Configuration file definition
File should be named config.lang.xml
This is the current config.ca.xml. Its really simple, and only handles 7 paradigms.
<?xml version="1.0" encoding="UTF-8"?> <!DOCTYPE splitter SYSTEM "config.dtd"> <splitter> <paradigms> <paradigm n = "abric__n" idForm="" desc="Nom, Masculí (Abric)"> <flex form = "s"/> </paradigm> <paradigm n = "ahir__adv" idForm = "" desc = "Adverbi (Ahir)"/> <paradigm n = "abell/a__n" idForm = "a" desc = "Nom, Femení (Abella)"> <flex form = "es"/> </paradigm> <paradigm n = "abander/ar__lex" idForm = "ar" desc = "Verb regular, 1ª conjugació (Abanderar)"> <flex form = "àssiu"/> <flex form = "àveu"/> </paradigm> <paradigm n = "abdominal__adj" idForm = "" desc = "Adjectiu, masculí/femení (Abdominal)"> <flex form = "s"/> </paradigm> <paradigm n = "acci/ó__n" idForm = "ó" desc = "Nom, Femení (Acció)"> <flex form = "ons"/> </paradigm> <paradigm n = "acadèmi/c__adj" idForm = "c" desc = "Adjectiu, masculí (Acadèmic)"> <flex form = "cs"/> <flex form = "ca"/> <flex form = "ques"/> </paradigm> </paradigms> </splitter>
The <paradigm> node has the following attributes:
- n : name of the paradigm in the apertium dix
- idForm : representative form of the paradigm. Will be used for getting the paradigm list and the root of a word
- desc : short, simple description showed in the paradigm list. Useful for pairs with obscure paradigm names (like LAT_35 of eu)
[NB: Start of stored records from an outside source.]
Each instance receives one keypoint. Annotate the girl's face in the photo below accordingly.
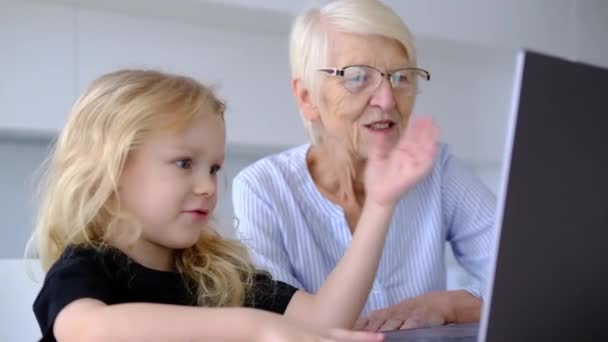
(169, 184)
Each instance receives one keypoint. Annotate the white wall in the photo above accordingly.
(591, 31)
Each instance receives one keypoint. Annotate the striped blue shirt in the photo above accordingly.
(298, 235)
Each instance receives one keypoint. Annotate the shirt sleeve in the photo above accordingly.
(74, 276)
(271, 295)
(260, 228)
(469, 212)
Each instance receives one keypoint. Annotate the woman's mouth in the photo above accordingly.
(383, 126)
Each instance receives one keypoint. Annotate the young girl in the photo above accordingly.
(124, 233)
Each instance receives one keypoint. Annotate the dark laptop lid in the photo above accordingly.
(551, 273)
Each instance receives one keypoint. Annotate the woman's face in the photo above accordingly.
(357, 117)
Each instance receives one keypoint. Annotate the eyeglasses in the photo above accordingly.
(363, 78)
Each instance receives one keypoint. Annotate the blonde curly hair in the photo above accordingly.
(79, 203)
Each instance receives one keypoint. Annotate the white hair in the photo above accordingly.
(309, 39)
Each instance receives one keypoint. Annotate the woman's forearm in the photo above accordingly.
(342, 296)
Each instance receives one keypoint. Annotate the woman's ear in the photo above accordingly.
(304, 100)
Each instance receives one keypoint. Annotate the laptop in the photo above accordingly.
(549, 281)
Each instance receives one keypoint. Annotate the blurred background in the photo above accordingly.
(51, 50)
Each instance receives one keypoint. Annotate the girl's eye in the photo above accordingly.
(215, 169)
(185, 163)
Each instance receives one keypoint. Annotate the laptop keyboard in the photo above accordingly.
(431, 339)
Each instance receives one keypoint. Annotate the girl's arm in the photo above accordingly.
(90, 320)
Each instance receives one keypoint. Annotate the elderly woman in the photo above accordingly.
(354, 78)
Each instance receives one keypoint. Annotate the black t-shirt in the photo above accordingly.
(113, 278)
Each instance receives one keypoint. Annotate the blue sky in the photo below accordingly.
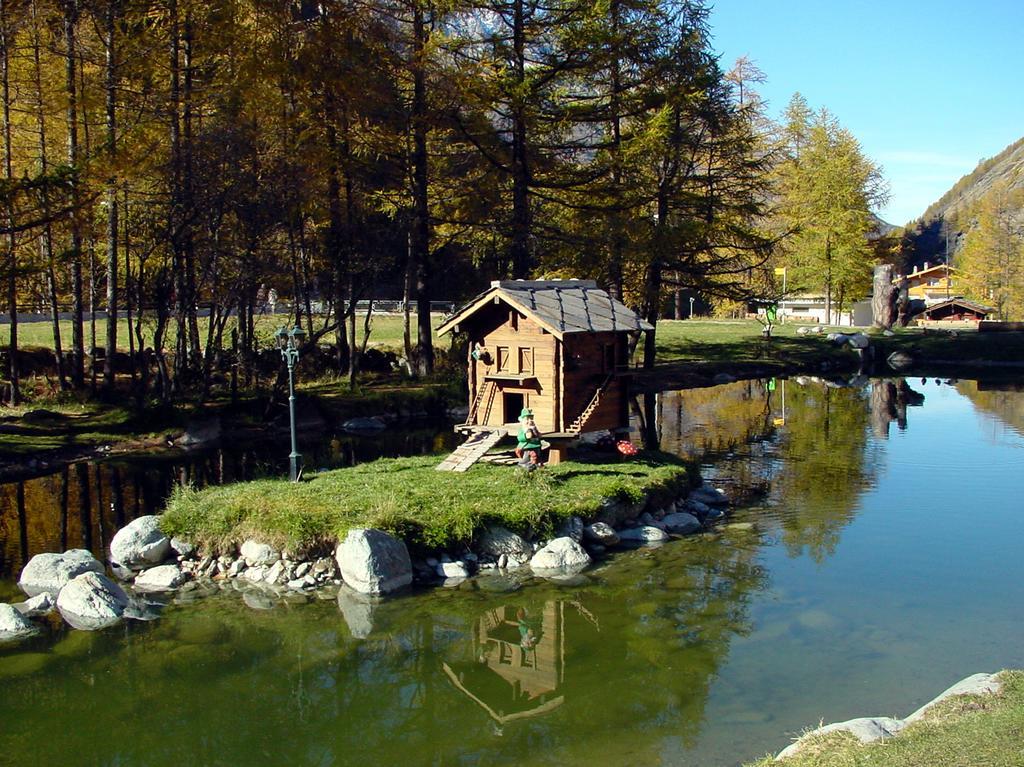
(929, 88)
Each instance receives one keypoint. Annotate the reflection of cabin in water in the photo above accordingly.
(515, 677)
(559, 347)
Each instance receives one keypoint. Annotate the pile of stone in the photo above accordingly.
(368, 563)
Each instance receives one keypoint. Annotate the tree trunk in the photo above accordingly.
(616, 246)
(71, 12)
(192, 295)
(883, 297)
(46, 242)
(112, 198)
(519, 248)
(653, 282)
(8, 171)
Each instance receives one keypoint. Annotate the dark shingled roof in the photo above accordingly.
(561, 305)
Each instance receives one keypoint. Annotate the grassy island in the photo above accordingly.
(964, 731)
(407, 497)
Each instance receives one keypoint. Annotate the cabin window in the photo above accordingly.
(525, 359)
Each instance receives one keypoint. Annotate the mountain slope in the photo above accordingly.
(927, 237)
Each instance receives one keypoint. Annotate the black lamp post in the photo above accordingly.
(289, 341)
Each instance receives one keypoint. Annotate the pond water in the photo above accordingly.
(878, 564)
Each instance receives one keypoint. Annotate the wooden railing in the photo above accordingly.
(577, 426)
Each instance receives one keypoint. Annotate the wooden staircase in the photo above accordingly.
(577, 426)
(486, 389)
(471, 451)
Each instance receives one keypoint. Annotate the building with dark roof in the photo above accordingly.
(559, 347)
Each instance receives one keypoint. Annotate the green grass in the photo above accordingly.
(385, 331)
(740, 341)
(409, 498)
(966, 731)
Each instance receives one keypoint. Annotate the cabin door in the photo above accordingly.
(513, 405)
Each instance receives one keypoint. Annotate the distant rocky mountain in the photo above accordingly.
(945, 220)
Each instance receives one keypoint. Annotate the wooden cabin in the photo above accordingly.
(559, 347)
(955, 310)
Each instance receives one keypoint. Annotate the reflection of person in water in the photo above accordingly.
(529, 633)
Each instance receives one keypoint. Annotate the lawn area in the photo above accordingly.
(409, 498)
(966, 731)
(740, 341)
(736, 340)
(30, 430)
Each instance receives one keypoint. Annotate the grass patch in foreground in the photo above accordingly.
(409, 498)
(966, 731)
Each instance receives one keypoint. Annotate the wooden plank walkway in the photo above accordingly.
(471, 451)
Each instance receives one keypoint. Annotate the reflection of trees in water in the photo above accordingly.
(816, 459)
(636, 649)
(1001, 399)
(825, 466)
(701, 423)
(889, 401)
(82, 506)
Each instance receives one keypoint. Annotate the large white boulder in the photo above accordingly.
(357, 609)
(859, 341)
(708, 495)
(865, 729)
(256, 553)
(13, 625)
(560, 554)
(374, 562)
(496, 541)
(50, 572)
(140, 544)
(976, 684)
(681, 523)
(92, 601)
(37, 606)
(571, 527)
(161, 578)
(600, 533)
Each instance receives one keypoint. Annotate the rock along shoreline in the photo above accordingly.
(872, 729)
(146, 568)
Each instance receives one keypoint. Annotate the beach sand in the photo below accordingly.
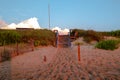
(62, 64)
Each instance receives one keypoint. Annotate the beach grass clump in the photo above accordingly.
(108, 44)
(5, 55)
(78, 43)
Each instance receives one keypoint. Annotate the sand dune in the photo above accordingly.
(62, 64)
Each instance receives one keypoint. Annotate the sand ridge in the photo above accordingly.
(62, 64)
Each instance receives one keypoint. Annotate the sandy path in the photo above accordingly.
(62, 64)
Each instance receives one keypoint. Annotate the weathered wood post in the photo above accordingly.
(17, 48)
(45, 59)
(78, 52)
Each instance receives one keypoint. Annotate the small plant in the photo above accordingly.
(108, 44)
(78, 43)
(36, 43)
(5, 55)
(88, 39)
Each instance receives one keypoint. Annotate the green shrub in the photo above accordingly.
(43, 43)
(36, 43)
(108, 44)
(88, 39)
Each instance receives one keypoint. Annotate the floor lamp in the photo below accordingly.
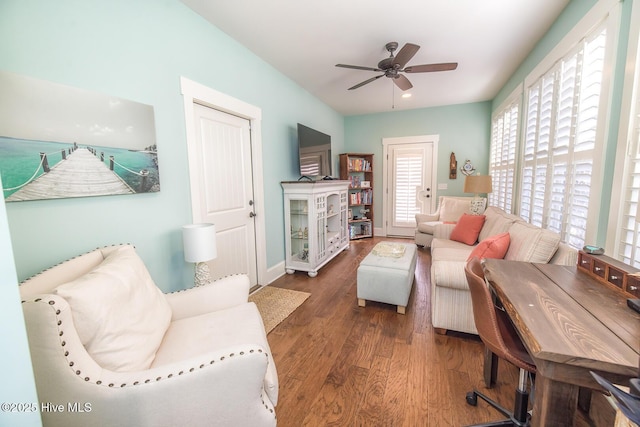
(199, 242)
(477, 184)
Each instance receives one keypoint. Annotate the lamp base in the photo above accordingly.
(476, 206)
(203, 274)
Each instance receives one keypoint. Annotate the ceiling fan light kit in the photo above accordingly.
(392, 66)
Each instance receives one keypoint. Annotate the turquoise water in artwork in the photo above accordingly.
(20, 163)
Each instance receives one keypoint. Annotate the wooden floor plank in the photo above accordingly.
(340, 364)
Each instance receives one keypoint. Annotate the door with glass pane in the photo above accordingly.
(409, 183)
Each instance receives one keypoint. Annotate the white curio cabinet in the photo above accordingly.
(316, 223)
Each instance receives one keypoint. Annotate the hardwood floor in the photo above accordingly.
(344, 365)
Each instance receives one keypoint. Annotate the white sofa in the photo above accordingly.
(451, 307)
(110, 349)
(450, 209)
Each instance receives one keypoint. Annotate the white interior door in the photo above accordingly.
(410, 174)
(223, 194)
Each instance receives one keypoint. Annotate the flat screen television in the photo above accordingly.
(314, 149)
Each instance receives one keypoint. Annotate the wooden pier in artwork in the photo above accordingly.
(81, 174)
The <flex> node represents a significative form of a paradigm. They should be as representative as possible, so the user can change the paradigm if he sees a bad flexion. Also, they should be as few as possible, because a long list will lead to user skipping this list. It has only 1 attribute:
- form : the ending of the word
The application runs over php, and uses BaseX as XML database. It also uses a bit of XSLT.
TODO
- Insert all kind of Apertium monolingual nodes.
- Sorted paradigm list for each word.
- Better awareness of conflicts in bilingual insertions.
- metadix support
Tool works with metadix, but wont handle the special attributes of the <par> node. User can manually write the attributes, but this should have fields for it.
BUGS
Please, report all the bugs you find.